Giaconda hissed in exasperation. 'So close.'

'And yet not nearly close enough.'

'But at least Baroque is there, in the quartiere,' she added.

'For the time being.'

'What do you mean?'

'If the sickness does not claim him, then the boy will.'

Giaconda stared at her father in surprise. 'What do you mean? The boy is no murderer!'

'No, he isn't.'

She stood in front of her father and leant over, her hands gripping the arms of the chair, enclosing him. 'What are you up to, Papa?' she said softly, her face level with his.

Her father slowly drew on his pipe. 'When the usual avenues of communication reopen, you are to tell Baroque that he must kidnap the boy and bring him to us as soon as possible. No-one must see him. After he's successfully delivered our talented prize, Baroque, unfortunately, will meet an untimely end. No-one must know what we have – no-one.'

'I see,' Giaconda's lips curled. 'As you say, the boy will claim him.'

'In a manner of speaking.' He sent a puff of smoke directly into Giaconda's face.

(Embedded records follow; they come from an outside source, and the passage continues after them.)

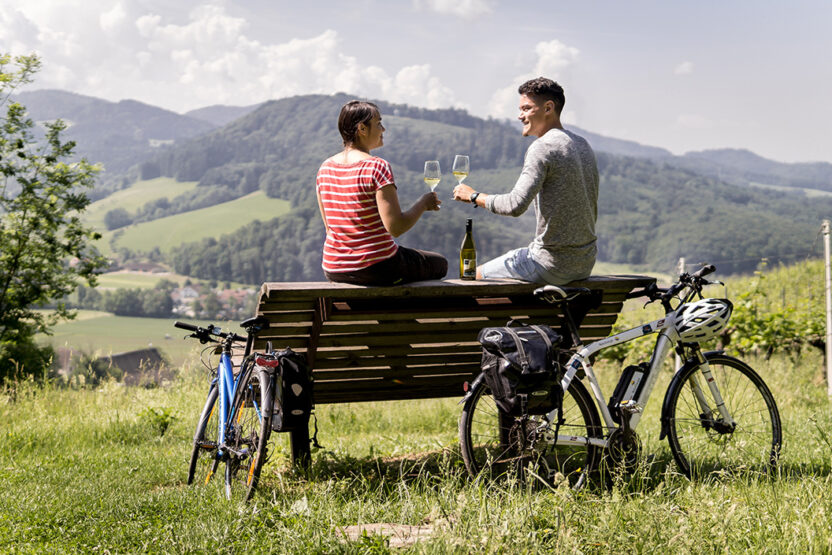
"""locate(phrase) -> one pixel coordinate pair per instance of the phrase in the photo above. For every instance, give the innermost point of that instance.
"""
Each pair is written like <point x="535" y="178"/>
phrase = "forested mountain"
<point x="745" y="167"/>
<point x="652" y="211"/>
<point x="116" y="134"/>
<point x="654" y="207"/>
<point x="220" y="115"/>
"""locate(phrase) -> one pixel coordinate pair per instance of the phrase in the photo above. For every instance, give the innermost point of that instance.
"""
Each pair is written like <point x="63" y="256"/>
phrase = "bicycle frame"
<point x="667" y="338"/>
<point x="227" y="385"/>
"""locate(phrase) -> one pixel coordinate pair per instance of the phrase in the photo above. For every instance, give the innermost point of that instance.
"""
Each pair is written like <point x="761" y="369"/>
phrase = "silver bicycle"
<point x="718" y="415"/>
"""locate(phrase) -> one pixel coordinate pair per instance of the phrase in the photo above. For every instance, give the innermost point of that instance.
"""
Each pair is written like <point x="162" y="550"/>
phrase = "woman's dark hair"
<point x="544" y="89"/>
<point x="353" y="113"/>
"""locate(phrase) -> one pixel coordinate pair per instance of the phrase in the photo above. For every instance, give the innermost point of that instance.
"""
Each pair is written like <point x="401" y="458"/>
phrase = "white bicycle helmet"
<point x="702" y="320"/>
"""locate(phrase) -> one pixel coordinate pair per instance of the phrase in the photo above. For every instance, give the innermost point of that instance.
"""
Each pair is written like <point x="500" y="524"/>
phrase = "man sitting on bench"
<point x="560" y="176"/>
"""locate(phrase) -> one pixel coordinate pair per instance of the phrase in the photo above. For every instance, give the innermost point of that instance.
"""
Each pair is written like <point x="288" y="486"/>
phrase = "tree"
<point x="45" y="249"/>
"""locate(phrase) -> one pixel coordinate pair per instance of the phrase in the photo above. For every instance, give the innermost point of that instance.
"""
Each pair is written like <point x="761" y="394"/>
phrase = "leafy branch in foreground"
<point x="45" y="249"/>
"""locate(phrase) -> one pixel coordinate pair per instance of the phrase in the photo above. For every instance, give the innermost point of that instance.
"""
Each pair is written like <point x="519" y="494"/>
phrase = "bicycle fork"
<point x="725" y="422"/>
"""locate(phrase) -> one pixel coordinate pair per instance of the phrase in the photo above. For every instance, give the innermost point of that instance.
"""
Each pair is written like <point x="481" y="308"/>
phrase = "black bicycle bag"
<point x="520" y="368"/>
<point x="292" y="393"/>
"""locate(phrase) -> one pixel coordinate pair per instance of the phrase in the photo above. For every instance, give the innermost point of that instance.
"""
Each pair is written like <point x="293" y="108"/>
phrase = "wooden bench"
<point x="410" y="341"/>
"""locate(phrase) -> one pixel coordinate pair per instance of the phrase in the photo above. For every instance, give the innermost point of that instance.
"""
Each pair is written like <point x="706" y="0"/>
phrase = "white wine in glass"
<point x="461" y="166"/>
<point x="432" y="174"/>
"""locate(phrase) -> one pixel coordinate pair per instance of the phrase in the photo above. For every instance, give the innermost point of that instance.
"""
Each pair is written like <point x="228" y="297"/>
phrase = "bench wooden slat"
<point x="388" y="328"/>
<point x="414" y="341"/>
<point x="361" y="340"/>
<point x="372" y="361"/>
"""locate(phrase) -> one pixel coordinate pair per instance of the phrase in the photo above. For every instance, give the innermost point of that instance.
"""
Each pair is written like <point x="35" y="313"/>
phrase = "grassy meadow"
<point x="104" y="470"/>
<point x="134" y="197"/>
<point x="89" y="470"/>
<point x="102" y="333"/>
<point x="195" y="225"/>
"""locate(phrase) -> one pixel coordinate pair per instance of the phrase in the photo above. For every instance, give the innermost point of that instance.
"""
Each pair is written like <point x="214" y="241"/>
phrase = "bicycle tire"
<point x="248" y="433"/>
<point x="699" y="448"/>
<point x="490" y="441"/>
<point x="204" y="460"/>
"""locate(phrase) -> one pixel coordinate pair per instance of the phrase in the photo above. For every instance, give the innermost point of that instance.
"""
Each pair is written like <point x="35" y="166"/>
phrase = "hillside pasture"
<point x="105" y="470"/>
<point x="102" y="333"/>
<point x="196" y="225"/>
<point x="134" y="197"/>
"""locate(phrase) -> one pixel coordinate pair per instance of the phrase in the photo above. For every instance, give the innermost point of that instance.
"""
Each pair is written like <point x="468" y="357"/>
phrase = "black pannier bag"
<point x="521" y="369"/>
<point x="293" y="392"/>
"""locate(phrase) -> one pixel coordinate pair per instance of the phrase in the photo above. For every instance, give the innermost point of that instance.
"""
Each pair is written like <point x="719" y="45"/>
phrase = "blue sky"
<point x="681" y="75"/>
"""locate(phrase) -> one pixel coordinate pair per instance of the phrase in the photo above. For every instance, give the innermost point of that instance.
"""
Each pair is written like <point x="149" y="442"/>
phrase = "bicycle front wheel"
<point x="248" y="433"/>
<point x="204" y="460"/>
<point x="495" y="442"/>
<point x="701" y="441"/>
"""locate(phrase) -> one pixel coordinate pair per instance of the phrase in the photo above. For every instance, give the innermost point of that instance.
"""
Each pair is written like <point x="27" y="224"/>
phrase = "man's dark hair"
<point x="353" y="113"/>
<point x="544" y="89"/>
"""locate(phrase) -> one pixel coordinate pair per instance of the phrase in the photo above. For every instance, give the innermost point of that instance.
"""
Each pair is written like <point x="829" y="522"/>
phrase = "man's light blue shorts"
<point x="519" y="264"/>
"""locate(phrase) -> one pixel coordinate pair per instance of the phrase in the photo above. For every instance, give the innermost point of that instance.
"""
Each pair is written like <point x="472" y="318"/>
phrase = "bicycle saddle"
<point x="255" y="325"/>
<point x="559" y="293"/>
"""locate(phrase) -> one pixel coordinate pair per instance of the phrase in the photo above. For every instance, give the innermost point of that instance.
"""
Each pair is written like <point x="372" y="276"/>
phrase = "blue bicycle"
<point x="235" y="423"/>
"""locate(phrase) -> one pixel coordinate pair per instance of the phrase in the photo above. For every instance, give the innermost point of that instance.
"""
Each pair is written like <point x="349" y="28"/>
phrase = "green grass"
<point x="102" y="333"/>
<point x="810" y="193"/>
<point x="134" y="197"/>
<point x="146" y="280"/>
<point x="87" y="471"/>
<point x="196" y="225"/>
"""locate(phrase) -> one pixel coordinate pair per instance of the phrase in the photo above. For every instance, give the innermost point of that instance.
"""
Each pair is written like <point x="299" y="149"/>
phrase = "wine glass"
<point x="461" y="166"/>
<point x="432" y="174"/>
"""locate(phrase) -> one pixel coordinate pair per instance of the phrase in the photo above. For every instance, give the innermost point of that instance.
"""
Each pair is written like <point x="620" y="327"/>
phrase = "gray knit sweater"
<point x="560" y="176"/>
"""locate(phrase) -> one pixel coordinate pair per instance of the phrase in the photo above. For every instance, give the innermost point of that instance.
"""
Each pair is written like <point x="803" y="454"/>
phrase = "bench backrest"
<point x="412" y="341"/>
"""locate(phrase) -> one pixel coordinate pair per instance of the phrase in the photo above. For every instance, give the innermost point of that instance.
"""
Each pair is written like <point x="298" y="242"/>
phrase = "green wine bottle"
<point x="468" y="254"/>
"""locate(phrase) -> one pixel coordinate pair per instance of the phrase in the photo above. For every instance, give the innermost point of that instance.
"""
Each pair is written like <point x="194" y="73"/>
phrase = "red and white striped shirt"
<point x="357" y="237"/>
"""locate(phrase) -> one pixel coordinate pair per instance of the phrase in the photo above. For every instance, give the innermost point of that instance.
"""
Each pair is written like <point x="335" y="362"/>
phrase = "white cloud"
<point x="694" y="121"/>
<point x="685" y="68"/>
<point x="113" y="19"/>
<point x="552" y="59"/>
<point x="200" y="57"/>
<point x="462" y="8"/>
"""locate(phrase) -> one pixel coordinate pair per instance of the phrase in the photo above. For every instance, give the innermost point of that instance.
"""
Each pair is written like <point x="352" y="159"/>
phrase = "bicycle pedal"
<point x="630" y="407"/>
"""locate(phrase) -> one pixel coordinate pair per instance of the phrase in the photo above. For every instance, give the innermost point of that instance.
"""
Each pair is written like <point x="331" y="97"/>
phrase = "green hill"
<point x="652" y="210"/>
<point x="134" y="197"/>
<point x="169" y="232"/>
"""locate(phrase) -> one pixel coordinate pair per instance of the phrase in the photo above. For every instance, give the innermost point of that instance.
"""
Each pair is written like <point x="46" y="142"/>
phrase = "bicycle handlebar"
<point x="695" y="281"/>
<point x="204" y="334"/>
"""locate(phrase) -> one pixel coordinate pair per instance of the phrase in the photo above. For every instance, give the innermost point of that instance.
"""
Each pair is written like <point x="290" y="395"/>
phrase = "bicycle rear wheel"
<point x="204" y="460"/>
<point x="491" y="441"/>
<point x="248" y="433"/>
<point x="703" y="444"/>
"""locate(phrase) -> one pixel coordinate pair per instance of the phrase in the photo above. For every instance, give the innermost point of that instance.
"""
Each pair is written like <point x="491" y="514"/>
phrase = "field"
<point x="148" y="280"/>
<point x="102" y="333"/>
<point x="134" y="197"/>
<point x="195" y="225"/>
<point x="103" y="470"/>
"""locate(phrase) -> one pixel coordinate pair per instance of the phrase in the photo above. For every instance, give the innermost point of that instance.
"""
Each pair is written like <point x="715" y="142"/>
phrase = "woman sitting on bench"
<point x="360" y="208"/>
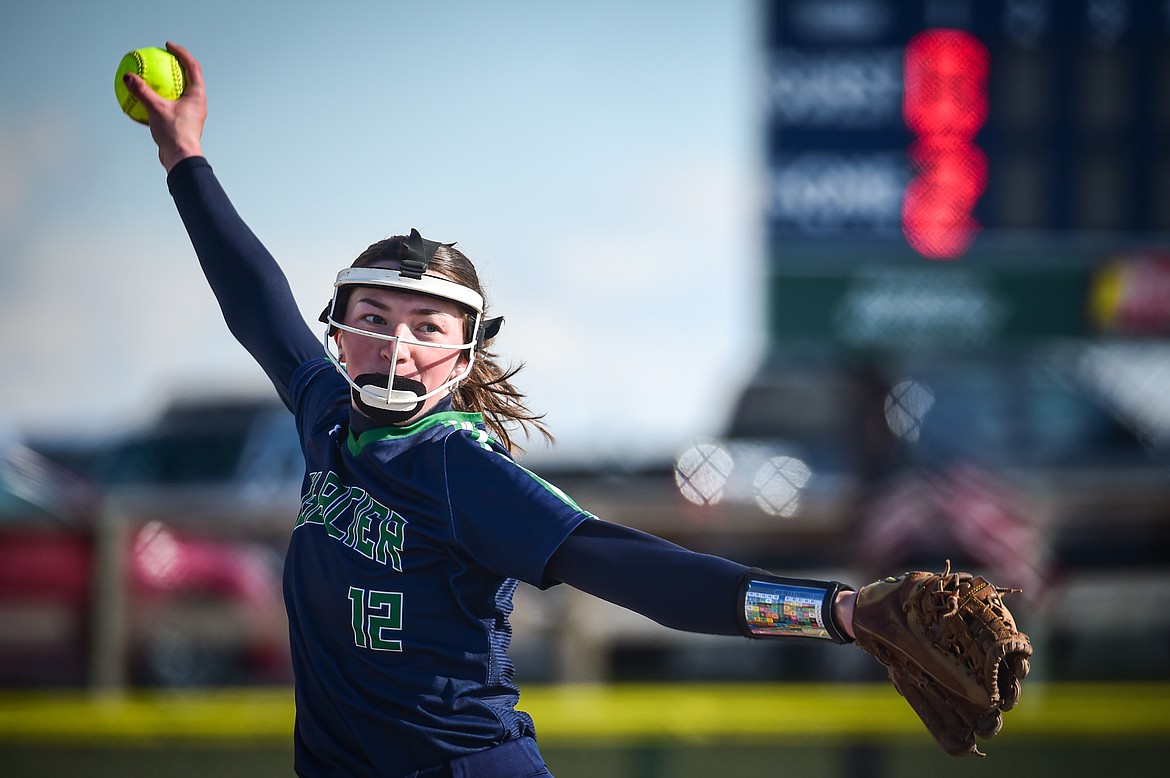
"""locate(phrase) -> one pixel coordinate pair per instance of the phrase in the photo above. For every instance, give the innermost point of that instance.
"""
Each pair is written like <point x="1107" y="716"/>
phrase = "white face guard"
<point x="407" y="397"/>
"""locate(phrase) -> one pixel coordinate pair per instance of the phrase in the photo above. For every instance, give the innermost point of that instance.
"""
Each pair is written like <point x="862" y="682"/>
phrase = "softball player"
<point x="415" y="522"/>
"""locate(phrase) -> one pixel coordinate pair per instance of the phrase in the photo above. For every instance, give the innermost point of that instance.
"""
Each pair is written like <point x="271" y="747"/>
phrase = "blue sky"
<point x="598" y="160"/>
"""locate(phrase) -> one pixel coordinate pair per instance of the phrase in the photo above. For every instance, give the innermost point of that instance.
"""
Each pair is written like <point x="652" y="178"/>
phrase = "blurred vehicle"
<point x="195" y="498"/>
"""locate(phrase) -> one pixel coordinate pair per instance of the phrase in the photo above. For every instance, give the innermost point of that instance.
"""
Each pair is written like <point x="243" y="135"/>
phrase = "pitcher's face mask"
<point x="387" y="397"/>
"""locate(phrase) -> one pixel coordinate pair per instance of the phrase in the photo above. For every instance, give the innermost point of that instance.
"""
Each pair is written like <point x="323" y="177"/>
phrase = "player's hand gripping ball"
<point x="160" y="71"/>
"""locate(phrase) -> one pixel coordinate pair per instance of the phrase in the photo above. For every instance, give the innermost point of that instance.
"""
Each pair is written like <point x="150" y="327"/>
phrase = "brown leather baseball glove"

Giaconda coughed and straightened, moving away to the window. 'I wish you wouldn't do that.'

'According to the dottore, it keeps the illness at bay.'

Giaconda snorted then coughed again. 'Nothing keeps the Morto Assiderato at bay, Papa. You know that.'

The old man stood up and stamped out the small fire in the grate. 'Nothing, it seems, but a young, untutored Estrattore.'

C
HAPTER
T
HIRTY-FOUR
The morning after

TALLOW WOKE TO SOMETHING SOFT
and feathery tickling her face. She tried to brush it away, but her arm was too heavy. She forced her eyes open.

'Cane,' she croaked.

The dog gave a small yelp and then licked her. Once he started, he didn't stop.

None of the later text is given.